Lo que observamos, pues, tiene perfecto sentido, mucho más que las pálidas e
idealizadas esculturas mudas de los museos de arte. Lo que vemos ahora son figuras
pintadas de un modo que recuerda bastante al arte oriental o persa, o incluso a las
vírgenes y a los santos de nuestras iglesias.
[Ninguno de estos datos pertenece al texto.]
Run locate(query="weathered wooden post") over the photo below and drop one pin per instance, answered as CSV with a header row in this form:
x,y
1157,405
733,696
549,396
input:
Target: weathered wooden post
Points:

Tal vez lo que más sorprende es que no
están pintados de un modo naturalista o realista: no se pintan los ojos de uno u otro
héroe, tal como debieron ser, o de tal emperador, sino tan sólo unos ojos que miran y
que por tanto dan al espectador la posibilidad de contemplar ese busto como a alguien
presente de algún modo; las armaduras son de un dorado que sin duda no era el de las
armaduras de los guerreros, sino el que cabe atribuir a la armadura de un dios (del
mismo modo que el manto de Cristo, en el renacimiento italiano, se pintaba por lo
general con un azul muy particular, cuya principal característica era que se trataba de
uno de los colores más costosos por más escasos: sin duda la elección de este color no
tenía que ver con la voluntad de dar una idea fiel de cómo vestía el austero Jesús, sino
tan sólo alegorizar su majestuosidad); en los relieves donde se representan batallas entre
griegos y persas, los griegos se retratan a sí mismos luchando valerosamente desnudos,
a cuerpo descubierto, mientras los persas van perfectamente vestidos y con ropas
inmensamente coloridas y vistosas…
El color, pues, no brinda mayor realismo a las esculturas. Pero sin duda sí hace que esas
esculturas parezcan menos sublimes y singulares, aunque también más comprensibles e
igualmente espirituales. El tópico de la identidad entre la pureza del material desnudo y
la pureza espiritual, es decir, de las esculturas clásicas como imagen de una mayor
capacidad de abstracción y elevación espiritual, es moderno: su origen, la obra de
Winckelmann, sin duda tiene que ver con la fatiga que al alemán le inspiraba el
recargado arte barroco del finales del siglo XVII. Pero lo cierto es que los antiguos
vivían en un mundo muy distinto del nuestro —y del de Winckelmann— y por otra
parte los colores pueden servir para alegorizar atributos perfectamente espirituales,
como el coraje, la bondad, la virtud, la templanza, y tantos otros. De manera que no es
el color el que condena a una representación a la literalidad o a la mera imitación. Por
más desconcertantes que sean esos dioses coloreados, lo único que evidencia su
restablecido aspecto es lo lejos que estamos de comprender un mundo desparecido del
que sólo nos quedan vestigios, fragmentos, ruinas. Podemos intentar reconstruirlo, pero
la aparición de cada nuevo fragmento puede obligarnos a revisar la composición que
habíamos urdido a partir de los anteriores. Y quién sabe si la fascinación que ejerce el
mundo antiguo no descansa precisamente en la ausencia de la totalidad de la que esos
vestigios formaron parte un día, una totalidad que, así, siempre estamos obligados a
bosquejar.
Sería una pena que esta cuidadosa exposición acabara infundiendo la idea de que esa
profusión de color en las esculturas evidencia la mentalidad infantil de quienes las
crearon. ¿Acaso no es más infantil, o por lo menos más literal, identificar el color con
nuestros estridentes muñecos de infancia?